# 01 Seed Pairs Preparation

This code aims to extract the cause-effect pairs from 'SemEval2010_task8', to prepare them as seed pairs in following steps.   

* **Input**: The tagged text from [this link of SemEval2010_task8](https://docs.google.com/leaf?id=0B_jQiLugGTAkMDQ5ZjZiMTUtMzQ1Yy00YWNmLWJlZDYtOWY1ZDMwY2U4YjFk&sort=name&layout=list&num=50)
* **Approaches**: Using the linguistic patterns to extract the tagged cause-effect pairs
* **Output**: The causal pairs stored in dataframe

In [2]:
### import necessary packages

import os
import pandas as pd
import numpy as np
import re
import random


Please download the source data for seed pairs, by executing the file **download_data.sh** in the path of this folder
> sh download_data.sh


In [4]:
### define the path of dataset

path_here = os.getcwd()
path_semEval2010 = path_here +'/data/SemEval2010_task8_all_data/'
# training pairs
path_semEval2010_train = path_semEval2010 +'SemEval2010_task8_training/TRAIN_FILE.TXT'
# test pairs
path_semEval2010_test = path_semEval2010 +'SemEval2010_task8_testing_keys/TEST_FILE_FULL.TXT'


## 01-A. Get the causal positive pairs

In [8]:

### purpose: extract causal pairs from the tagged text
### input: the path of tagged text
### output: the dataframe to store causal pairs DataFrame(columns=['SentID', 'Cause','Effect','Label'])
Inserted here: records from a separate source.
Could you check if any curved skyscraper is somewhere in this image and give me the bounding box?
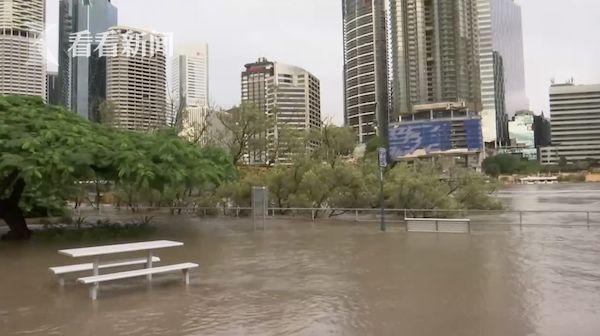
[477,0,529,145]
[58,0,118,121]
[342,0,390,143]
[0,0,46,98]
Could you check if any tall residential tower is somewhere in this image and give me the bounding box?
[389,0,483,168]
[540,83,600,164]
[477,0,529,147]
[0,0,46,99]
[168,44,209,137]
[58,0,117,120]
[342,0,390,143]
[106,26,167,131]
[391,0,481,116]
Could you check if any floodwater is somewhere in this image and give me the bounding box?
[0,185,600,336]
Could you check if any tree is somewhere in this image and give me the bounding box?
[218,103,272,164]
[0,96,233,239]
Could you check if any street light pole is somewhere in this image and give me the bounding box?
[379,147,387,232]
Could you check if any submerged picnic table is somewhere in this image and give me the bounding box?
[50,240,198,300]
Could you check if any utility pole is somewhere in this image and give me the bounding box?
[379,147,387,232]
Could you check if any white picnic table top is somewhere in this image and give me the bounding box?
[58,240,183,258]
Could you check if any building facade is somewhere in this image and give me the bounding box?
[477,0,529,147]
[342,0,393,143]
[540,83,600,164]
[168,44,209,137]
[389,103,483,169]
[0,0,46,99]
[106,26,167,131]
[58,0,117,121]
[499,110,538,161]
[46,71,61,105]
[533,112,552,150]
[242,58,321,164]
[390,0,483,165]
[391,0,481,116]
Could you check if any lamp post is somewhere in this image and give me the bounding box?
[375,122,388,232]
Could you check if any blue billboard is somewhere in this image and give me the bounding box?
[389,119,483,158]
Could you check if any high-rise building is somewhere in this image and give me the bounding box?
[501,110,538,160]
[242,58,321,164]
[58,0,117,120]
[391,0,481,116]
[540,83,600,164]
[0,0,46,99]
[492,51,510,147]
[46,71,61,105]
[106,26,167,131]
[389,0,483,165]
[168,44,209,136]
[533,112,552,149]
[342,0,391,143]
[477,0,529,147]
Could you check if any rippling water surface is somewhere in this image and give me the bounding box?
[0,185,600,336]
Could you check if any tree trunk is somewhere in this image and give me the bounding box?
[0,200,31,240]
[0,178,31,240]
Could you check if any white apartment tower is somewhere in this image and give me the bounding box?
[477,0,529,146]
[106,26,167,131]
[342,0,393,143]
[0,0,46,98]
[168,44,209,137]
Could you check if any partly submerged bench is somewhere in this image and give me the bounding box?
[50,257,160,286]
[77,263,198,300]
[50,240,198,300]
[404,218,471,233]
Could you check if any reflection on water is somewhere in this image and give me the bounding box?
[0,186,600,336]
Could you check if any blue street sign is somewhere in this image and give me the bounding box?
[379,148,387,168]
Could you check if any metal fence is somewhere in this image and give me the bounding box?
[68,205,600,229]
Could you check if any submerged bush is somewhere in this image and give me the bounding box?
[33,222,156,242]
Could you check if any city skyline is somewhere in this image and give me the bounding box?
[47,0,600,124]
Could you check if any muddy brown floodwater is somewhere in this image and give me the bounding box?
[0,186,600,336]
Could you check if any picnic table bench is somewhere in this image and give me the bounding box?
[50,240,199,300]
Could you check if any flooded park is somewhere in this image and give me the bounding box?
[0,184,600,336]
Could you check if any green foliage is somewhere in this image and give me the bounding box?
[33,222,156,243]
[0,96,235,218]
[558,174,586,183]
[483,154,542,177]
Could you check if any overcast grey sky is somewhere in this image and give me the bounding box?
[47,0,600,123]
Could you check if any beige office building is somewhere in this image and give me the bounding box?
[0,0,46,99]
[106,27,167,131]
[242,58,321,164]
[168,44,209,140]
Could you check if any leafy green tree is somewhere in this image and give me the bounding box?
[0,96,234,239]
[218,103,272,164]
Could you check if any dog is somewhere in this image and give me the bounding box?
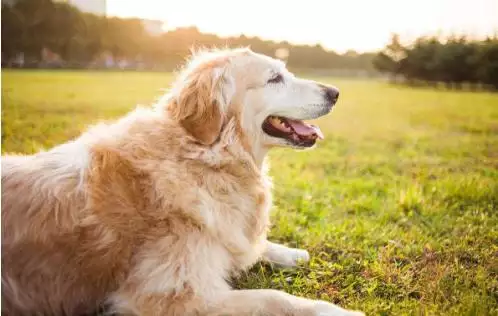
[2,48,362,316]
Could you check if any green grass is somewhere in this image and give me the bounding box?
[2,71,498,315]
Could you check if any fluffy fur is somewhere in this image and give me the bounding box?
[2,49,364,316]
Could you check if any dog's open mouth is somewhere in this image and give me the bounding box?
[263,115,323,147]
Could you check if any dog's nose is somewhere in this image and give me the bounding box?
[324,86,339,105]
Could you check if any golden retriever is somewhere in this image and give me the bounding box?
[2,49,361,316]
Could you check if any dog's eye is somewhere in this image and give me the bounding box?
[268,74,284,83]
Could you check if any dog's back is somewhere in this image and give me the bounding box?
[2,143,125,315]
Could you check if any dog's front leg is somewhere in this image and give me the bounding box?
[263,241,310,267]
[204,290,364,316]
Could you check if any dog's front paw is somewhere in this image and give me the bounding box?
[314,301,365,316]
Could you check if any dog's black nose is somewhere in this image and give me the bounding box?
[324,87,339,105]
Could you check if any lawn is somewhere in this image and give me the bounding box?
[2,71,498,315]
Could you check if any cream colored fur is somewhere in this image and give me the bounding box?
[2,49,364,316]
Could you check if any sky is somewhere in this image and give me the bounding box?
[107,0,498,52]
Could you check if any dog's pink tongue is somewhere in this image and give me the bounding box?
[287,119,323,139]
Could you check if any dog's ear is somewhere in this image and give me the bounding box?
[168,61,235,145]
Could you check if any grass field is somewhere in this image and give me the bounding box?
[2,71,498,315]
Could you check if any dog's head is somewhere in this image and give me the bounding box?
[168,49,339,153]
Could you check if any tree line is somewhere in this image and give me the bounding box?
[373,35,498,89]
[1,0,376,73]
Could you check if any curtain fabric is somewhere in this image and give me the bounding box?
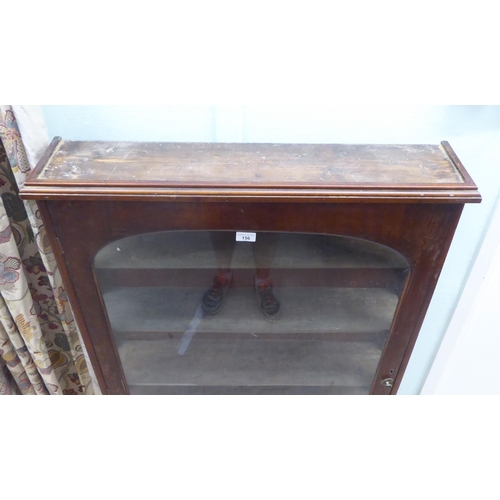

def extract_causalpairs(path_text):
    
    # read the train file
    with open(path_text, 'r') as f:
        content = f.readlines()
        content = [x.strip() for x in content] 


    # the dataframe to store the pairs
    df_causalpairs = pd.DataFrame(columns=['SentID', 'Cause','Effect','Label'])
    # the patterns to extract pairs from text
    pattern_causal = 'Cause-Effect\((e.),(e.)\)'
    pattern_e1 = '.*<e1>(.*)</e1>.*'        
    pattern_e2 = '.*<e2>(.*)</e2>.*'
    pattern_sentID = '(\d+)\\t.*'

    LABEL = 1

    for inx_l, lines in enumerate(content):

        res = re.match(pattern_causal, lines) 
        if res is not None:
            # sentence ID
            sent_id = re.match(pattern_sentID, content[inx_l-1])[1]

            # cause part + effect part (e1 or e2)
            if res[1] == 'e1':
                res_cause = re.match(pattern_e1, content[inx_l-1])[1]
                res_effect = re.match(pattern_e2, content[inx_l-1])[1]
            if res[1] == 'e2':
                res_cause = re.match(pattern_e2, content[inx_l-1])[1]
                res_effect = re.match(pattern_e1, content[inx_l-1])[1]

            # append to dataframe
            df_causalpairs = df_causalpairs.append({'SentID': sent_id, 'Cause': res_cause, 'Effect': res_effect, 'Label': LABEL}, ignore_index=True)
            
    
    # try to drop duplicate rows of a dataframe
    df_causalpairs = df_causalpairs.drop_duplicates(subset=['Cause', 'Effect'], keep='last', ignore_index=True)

    
    return df_causalpairs
    
       

In [10]:
# get the casual pairs from train files and test files of semEval2010
df_causalpairs_train = extract_causalpairs(path_semEval2010_train)
df_causalpairs_test = extract_causalpairs(path_semEval2010_test)
# save to 
df_causalpairs_train.to_csv(path_here + '/res/df_causalpairs_train.csv')
df_causalpairs_test.to_csv(path_here + '/res/df_causalpairs_test.csv')